Ambos os atores abriram ainda mais as portas para colegas mais jovens, como a atriz Deepika Padukone (1986), que protagonizou xXx: The Return of Xander Cage, ao lado de Vin Diesel. Outros rostos indianos famosos na televisão são os de Nimrat Kaur (1982) e Suraj Sharma (1993) (Homeland), Kunal Nayyar (1981) (The Big Bang Theory) e Anil Kapoor (1956) (24), com papéis em seriados de sucesso mundial.


Filmes notáveis
Ao contrário do que se pensa, o aclamado filme Quem Quer Ser um Milionário (2008), ganhador de oito Oscars em 2009 (Melhor Filme, Melhor Trilha Sonora Original, Melhor Diretor, Melhor Roteiro Adaptado, Melhor Fotografia, Melhor Mixagem de Som, Melhor Montagem e Melhor Edição de Som), está distante dos grandiosos musicais feitos em Bollywood. O longa não é autenticamente indiano, já que foi dirigido pelo britânico Danny Boyle (1956) e o ator principal, Dev Patel (1990), é nascido e criado na Inglaterra. Porém, mesmo assim o filme é uma celebração da Índia, desde suas favelas até o Taj Mahal, e homenageia Bollywood ao incorporar diversos elementos daquela indústria, como as cores vibrantes, edição ágil, uma história de amor e uma animada coreografia de encerramento.

Abaixo estão alguns filmes clássicos de Bollywood:

Dilwale Dulhania Le Jayenge (1995): esse filme quebrou recordes na época de seu lançamento, sendo o primeiro a ganhar mais de 1 bilhão de rúpias na bilheteria e dez prêmios Filmfare (espécie de “Oscar indiano”). O longa conta a saga de Raj e Simran, dois jovens de ascendência indiana nascidos e criados na Inglaterra. Durante uma viagem à Suíça se apaixonam e quando estão prestes a fugir o pai da moça à leva para o Paquistão, onde já tem um casamento arranjado por seu pai.

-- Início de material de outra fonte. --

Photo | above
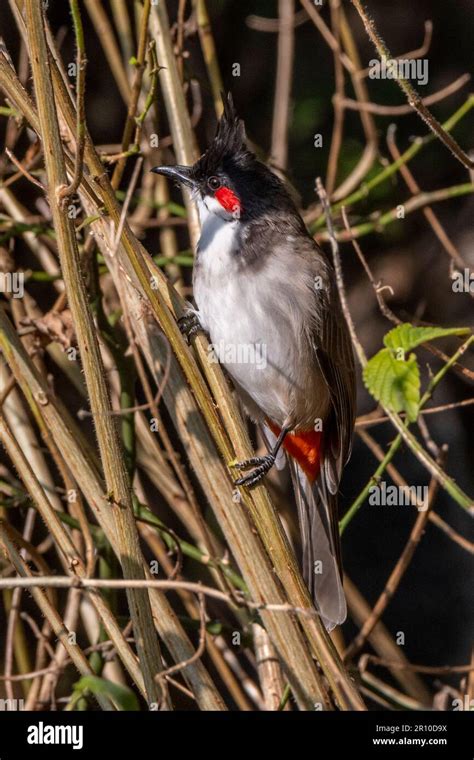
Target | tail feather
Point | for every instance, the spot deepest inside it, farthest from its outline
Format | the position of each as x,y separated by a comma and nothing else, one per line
322,571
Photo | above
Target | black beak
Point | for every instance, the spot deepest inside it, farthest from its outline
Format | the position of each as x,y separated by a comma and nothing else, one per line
181,174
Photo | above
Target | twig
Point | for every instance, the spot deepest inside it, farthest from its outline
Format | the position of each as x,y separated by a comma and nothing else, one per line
417,53
272,25
201,645
413,98
110,448
81,62
135,93
429,214
385,174
283,80
210,53
404,110
23,170
339,110
414,203
370,421
49,611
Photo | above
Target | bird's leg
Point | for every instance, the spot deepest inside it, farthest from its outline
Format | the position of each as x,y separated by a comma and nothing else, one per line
189,324
260,465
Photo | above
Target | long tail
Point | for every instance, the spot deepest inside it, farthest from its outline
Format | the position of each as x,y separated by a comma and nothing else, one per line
317,516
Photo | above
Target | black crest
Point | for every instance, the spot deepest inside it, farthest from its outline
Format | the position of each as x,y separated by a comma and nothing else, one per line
229,141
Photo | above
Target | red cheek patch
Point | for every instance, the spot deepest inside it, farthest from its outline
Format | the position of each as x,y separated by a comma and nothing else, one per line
228,200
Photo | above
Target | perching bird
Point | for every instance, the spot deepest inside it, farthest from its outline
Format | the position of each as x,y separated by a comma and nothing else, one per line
261,282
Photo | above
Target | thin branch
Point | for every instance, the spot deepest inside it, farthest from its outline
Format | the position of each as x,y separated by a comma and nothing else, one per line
81,62
283,81
414,99
404,110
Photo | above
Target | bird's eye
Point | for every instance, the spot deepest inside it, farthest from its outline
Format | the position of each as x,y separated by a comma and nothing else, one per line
214,183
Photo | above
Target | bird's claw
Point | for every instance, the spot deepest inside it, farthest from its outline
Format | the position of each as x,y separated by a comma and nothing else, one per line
260,465
189,324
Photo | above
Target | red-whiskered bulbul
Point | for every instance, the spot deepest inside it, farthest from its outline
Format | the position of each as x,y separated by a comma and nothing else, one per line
261,281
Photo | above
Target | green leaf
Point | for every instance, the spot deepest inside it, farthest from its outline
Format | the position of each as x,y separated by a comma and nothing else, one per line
395,383
122,696
406,337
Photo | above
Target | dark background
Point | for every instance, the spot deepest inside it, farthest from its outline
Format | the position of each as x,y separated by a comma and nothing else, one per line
433,606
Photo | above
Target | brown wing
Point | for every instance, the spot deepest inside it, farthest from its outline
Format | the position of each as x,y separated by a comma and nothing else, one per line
331,342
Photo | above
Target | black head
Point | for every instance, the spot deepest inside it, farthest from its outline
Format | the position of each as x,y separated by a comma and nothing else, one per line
230,174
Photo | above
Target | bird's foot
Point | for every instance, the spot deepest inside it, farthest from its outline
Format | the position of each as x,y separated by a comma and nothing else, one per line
260,465
189,324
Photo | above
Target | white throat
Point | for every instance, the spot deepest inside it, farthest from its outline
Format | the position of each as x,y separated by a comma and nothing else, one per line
219,236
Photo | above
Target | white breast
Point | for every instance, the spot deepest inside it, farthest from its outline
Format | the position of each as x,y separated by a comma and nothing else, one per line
249,333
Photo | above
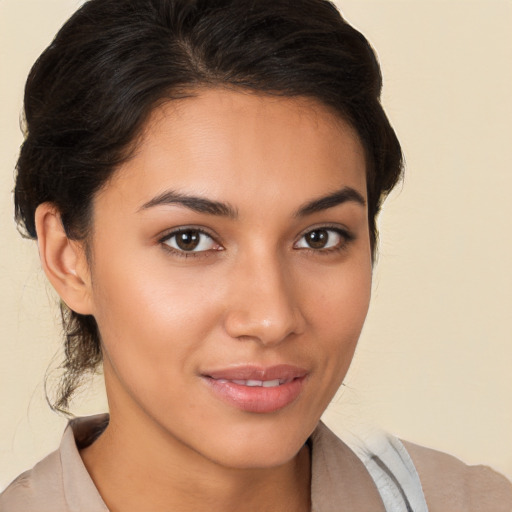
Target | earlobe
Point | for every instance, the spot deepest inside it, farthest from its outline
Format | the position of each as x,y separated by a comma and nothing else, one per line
63,260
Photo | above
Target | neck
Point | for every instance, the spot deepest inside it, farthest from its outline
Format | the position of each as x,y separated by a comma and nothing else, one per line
135,466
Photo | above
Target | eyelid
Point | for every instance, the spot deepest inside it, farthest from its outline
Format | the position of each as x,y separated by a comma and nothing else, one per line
163,239
342,231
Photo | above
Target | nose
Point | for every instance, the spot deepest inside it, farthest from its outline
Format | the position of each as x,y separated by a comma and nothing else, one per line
263,303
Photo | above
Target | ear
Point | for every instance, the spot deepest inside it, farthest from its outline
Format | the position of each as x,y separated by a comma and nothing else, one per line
63,260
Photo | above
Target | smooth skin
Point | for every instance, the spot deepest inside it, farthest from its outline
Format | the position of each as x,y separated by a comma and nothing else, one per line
269,275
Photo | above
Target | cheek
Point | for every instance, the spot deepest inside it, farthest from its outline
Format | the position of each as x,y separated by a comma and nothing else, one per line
151,317
337,310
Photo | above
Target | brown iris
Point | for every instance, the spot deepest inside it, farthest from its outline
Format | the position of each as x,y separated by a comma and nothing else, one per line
317,239
188,240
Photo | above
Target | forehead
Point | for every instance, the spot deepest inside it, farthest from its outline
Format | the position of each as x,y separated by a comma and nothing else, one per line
237,145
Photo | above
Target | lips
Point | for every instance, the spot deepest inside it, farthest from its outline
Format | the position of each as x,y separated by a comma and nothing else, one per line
257,389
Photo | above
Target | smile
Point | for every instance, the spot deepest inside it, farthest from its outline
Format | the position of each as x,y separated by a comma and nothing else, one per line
256,383
255,389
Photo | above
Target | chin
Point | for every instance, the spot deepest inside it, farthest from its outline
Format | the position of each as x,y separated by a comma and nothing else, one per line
266,444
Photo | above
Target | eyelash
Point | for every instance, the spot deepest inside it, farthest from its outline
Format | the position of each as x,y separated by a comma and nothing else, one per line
345,235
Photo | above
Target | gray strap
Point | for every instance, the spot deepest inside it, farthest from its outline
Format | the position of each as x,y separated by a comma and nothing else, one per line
392,470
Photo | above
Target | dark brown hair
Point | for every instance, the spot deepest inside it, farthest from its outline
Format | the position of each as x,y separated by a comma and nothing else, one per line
90,92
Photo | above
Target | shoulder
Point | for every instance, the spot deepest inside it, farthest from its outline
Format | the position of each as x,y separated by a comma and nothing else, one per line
451,485
38,489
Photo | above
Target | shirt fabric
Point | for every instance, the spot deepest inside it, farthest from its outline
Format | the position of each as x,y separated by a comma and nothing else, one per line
339,476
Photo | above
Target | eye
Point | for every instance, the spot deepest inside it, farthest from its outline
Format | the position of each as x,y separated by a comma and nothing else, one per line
190,240
323,238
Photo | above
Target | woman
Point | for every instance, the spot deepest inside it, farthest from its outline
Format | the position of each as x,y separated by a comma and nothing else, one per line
203,180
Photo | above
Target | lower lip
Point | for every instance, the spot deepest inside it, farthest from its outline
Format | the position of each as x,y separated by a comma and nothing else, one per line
257,398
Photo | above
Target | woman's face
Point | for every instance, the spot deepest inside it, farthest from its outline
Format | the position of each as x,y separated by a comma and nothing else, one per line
231,273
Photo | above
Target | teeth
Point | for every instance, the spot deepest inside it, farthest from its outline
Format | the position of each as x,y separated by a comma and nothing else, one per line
255,383
271,383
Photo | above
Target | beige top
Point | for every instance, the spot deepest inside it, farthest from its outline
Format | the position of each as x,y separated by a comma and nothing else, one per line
382,477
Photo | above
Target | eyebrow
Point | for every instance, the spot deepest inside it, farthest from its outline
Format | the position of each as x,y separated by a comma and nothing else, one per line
196,203
344,195
203,205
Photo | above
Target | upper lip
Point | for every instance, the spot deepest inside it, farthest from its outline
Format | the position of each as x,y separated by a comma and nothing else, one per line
254,372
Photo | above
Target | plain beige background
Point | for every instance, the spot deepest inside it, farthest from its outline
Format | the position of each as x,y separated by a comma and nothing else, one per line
434,362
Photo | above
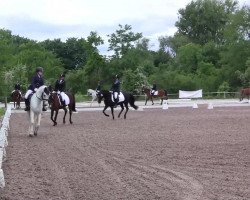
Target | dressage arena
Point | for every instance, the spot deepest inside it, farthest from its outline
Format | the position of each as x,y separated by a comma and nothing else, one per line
180,153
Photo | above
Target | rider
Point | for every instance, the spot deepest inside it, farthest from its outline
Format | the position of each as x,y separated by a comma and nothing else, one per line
36,82
17,87
60,88
98,88
153,89
116,90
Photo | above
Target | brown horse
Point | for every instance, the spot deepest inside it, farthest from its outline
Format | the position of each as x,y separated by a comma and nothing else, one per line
55,106
162,94
16,98
245,93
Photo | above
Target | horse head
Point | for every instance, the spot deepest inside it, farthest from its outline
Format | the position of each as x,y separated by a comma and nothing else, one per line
99,96
43,93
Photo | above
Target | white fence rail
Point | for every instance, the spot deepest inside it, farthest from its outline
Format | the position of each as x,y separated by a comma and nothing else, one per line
3,142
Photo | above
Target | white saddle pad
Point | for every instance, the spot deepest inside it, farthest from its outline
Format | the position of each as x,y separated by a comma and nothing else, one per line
65,97
121,97
155,93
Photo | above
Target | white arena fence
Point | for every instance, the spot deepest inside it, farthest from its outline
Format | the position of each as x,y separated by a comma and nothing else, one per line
3,142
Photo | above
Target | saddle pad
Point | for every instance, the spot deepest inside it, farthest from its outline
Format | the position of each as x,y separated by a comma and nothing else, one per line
121,97
65,97
155,93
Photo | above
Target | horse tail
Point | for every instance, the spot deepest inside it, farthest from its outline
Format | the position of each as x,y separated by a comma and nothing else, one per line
74,103
132,101
166,94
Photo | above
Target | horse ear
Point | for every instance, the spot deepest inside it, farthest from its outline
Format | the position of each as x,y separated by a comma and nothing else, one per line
46,90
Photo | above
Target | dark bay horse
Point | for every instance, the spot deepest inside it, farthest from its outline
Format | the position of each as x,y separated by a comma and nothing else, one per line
16,98
55,106
162,94
107,97
245,92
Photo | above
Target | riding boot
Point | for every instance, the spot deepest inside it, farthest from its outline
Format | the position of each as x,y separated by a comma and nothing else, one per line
63,103
44,107
116,102
61,100
27,104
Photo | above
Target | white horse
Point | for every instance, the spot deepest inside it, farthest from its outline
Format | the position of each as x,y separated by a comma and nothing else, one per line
36,105
92,93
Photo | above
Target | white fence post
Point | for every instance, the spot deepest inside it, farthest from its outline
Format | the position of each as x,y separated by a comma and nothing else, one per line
3,142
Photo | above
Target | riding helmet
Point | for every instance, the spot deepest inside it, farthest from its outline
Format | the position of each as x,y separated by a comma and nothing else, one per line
39,69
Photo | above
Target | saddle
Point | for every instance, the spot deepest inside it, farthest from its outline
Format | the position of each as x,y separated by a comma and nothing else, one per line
155,93
120,97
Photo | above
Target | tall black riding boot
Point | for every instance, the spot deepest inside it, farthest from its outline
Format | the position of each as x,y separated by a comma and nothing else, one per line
44,107
27,104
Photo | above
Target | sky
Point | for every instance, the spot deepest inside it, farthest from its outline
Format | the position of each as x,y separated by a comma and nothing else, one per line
49,19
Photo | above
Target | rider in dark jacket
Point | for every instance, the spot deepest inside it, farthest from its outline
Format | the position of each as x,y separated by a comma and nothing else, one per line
17,86
60,86
36,82
154,89
116,90
98,87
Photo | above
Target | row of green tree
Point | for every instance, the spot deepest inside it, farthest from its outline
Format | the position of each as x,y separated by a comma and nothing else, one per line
209,51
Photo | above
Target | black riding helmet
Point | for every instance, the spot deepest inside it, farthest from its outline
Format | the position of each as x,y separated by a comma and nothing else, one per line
39,69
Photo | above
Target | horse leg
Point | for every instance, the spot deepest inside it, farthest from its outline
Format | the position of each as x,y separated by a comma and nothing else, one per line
51,116
146,101
112,111
65,113
104,111
70,115
126,106
55,123
31,125
121,110
152,100
37,124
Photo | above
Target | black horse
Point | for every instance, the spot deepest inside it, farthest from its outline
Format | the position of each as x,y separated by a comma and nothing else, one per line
107,97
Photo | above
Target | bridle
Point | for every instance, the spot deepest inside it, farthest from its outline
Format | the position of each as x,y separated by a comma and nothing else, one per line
41,98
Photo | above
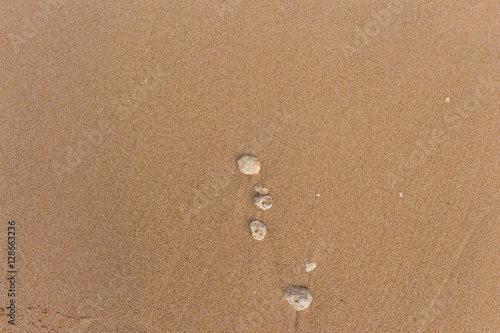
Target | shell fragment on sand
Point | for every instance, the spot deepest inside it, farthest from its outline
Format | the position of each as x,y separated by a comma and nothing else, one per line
258,229
298,297
249,165
264,202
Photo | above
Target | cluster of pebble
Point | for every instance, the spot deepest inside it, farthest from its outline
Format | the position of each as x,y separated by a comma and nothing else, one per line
299,297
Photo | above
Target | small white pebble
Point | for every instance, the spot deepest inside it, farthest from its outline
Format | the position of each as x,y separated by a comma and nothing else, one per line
249,165
264,202
261,190
299,297
258,229
310,266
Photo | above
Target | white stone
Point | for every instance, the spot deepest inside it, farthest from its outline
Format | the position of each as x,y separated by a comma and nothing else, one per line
264,202
310,266
258,229
299,297
249,165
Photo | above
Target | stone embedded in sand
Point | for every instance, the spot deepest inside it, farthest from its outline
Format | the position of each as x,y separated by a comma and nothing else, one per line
310,266
264,202
258,229
299,297
249,165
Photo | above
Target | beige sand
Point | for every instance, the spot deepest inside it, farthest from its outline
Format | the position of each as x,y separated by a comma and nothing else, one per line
376,125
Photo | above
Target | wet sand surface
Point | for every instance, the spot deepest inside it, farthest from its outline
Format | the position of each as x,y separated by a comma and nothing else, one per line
376,126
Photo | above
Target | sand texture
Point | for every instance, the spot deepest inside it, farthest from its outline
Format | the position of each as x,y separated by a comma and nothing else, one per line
376,125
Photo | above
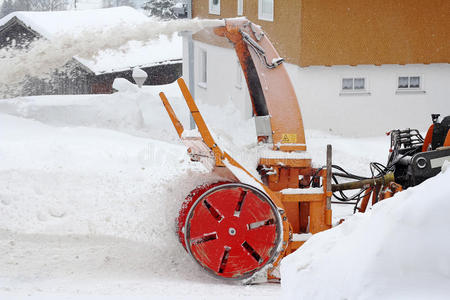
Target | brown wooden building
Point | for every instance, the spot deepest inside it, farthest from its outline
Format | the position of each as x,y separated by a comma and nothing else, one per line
359,67
18,30
346,32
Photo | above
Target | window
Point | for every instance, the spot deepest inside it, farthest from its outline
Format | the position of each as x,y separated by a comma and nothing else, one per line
410,84
214,7
265,10
240,7
203,70
354,85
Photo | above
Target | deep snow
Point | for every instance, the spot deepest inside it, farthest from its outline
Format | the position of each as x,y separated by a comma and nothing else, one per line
90,187
398,250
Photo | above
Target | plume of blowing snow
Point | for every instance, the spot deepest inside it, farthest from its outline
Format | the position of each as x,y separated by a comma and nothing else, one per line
44,56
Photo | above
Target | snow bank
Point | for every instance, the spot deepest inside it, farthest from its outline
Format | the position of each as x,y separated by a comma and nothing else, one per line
398,250
88,200
101,39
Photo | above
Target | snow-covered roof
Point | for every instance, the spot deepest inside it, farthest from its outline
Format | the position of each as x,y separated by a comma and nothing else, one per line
52,24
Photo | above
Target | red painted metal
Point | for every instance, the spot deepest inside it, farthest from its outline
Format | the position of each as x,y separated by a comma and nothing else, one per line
187,204
231,230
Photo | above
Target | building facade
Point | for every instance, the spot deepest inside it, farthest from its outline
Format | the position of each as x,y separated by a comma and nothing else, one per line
358,67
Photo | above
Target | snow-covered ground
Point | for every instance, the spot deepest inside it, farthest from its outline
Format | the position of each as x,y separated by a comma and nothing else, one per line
90,187
398,250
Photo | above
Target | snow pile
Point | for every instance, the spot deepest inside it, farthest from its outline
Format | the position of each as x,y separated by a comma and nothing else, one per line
88,207
398,250
89,43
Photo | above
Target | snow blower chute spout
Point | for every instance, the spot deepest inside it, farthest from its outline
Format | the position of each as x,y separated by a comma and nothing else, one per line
241,227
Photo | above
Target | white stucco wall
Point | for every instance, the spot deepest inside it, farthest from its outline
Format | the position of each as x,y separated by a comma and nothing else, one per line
318,90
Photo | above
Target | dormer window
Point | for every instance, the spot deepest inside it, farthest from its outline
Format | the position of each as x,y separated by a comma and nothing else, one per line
214,7
354,85
410,84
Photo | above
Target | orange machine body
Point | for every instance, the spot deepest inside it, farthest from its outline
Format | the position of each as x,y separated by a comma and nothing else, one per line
301,193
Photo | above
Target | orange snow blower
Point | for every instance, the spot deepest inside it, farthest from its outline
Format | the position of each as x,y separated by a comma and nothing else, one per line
243,225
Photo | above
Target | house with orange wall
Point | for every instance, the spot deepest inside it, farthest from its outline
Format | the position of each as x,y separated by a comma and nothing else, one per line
358,67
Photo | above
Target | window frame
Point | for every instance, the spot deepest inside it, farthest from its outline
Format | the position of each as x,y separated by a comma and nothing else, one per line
240,7
353,91
262,16
214,9
410,90
202,68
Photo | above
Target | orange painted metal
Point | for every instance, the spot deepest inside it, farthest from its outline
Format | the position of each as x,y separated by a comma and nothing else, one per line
176,123
303,210
428,138
282,104
447,140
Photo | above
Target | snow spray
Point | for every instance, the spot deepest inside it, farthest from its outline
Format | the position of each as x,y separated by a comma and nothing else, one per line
43,57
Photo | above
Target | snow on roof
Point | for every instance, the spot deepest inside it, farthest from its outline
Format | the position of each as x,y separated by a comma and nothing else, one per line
55,23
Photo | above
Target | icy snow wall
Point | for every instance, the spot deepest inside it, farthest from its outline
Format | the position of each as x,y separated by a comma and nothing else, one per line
398,250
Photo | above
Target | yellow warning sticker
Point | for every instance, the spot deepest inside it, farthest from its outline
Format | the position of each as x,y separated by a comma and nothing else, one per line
289,138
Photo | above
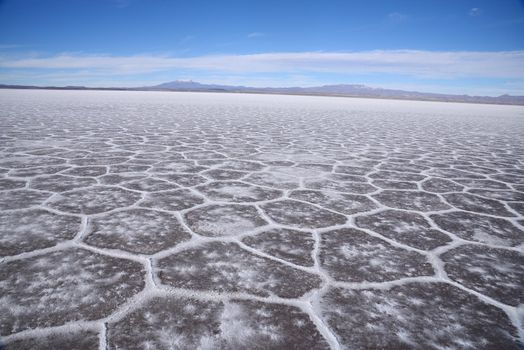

Sholay (1975): talvez o filme de Bollywood mais famoso no Ocidente, é muito influenciado pelos westerns norte-americanos de Hollywood. Ação, romance, comédia, drama aventura, entre outros elementos, compõem esse filme, formando a típica masala de Bollywood. O filme conta a história de um chefe de polícia, Thakur Baldey Singh, que quer deter o facínora Gabbar Singh, psicopata que está aterrorizando o vilarejo Ramgar. Para esse feito, pede aos bandidos Veeru e Jai o detenham.

Lagaan (2011): indicado ao Oscar de melhor filme estrangeiro, também ganhou diversos prêmios internacionais e na Índia, muitos deles pela atuação de Aamir Khan (1965), um dos atores mais prestigiados de Bollywood. O filme se passa na época colonial britânica, quando um vilarejo indiano recebe a oportunidade de se salvar dos impostos opressivos dos colonizadores por meio de um jogo de críquete contra os oficiais coloniais.

3 Idiotas (2009): primeiro filme a ganhar mais de 2 bilhões de rúpias na bilheteria, sendo popular na China, Estados Unidos e Inglaterra. O filme conta a jornada de Farhan e Raju, que partem em busca de Rancho, um amigo que está desaparecido. Durante a viagem eles percorrem a o tempo e a história do amigo, que os inspirou a viver sem preocupações.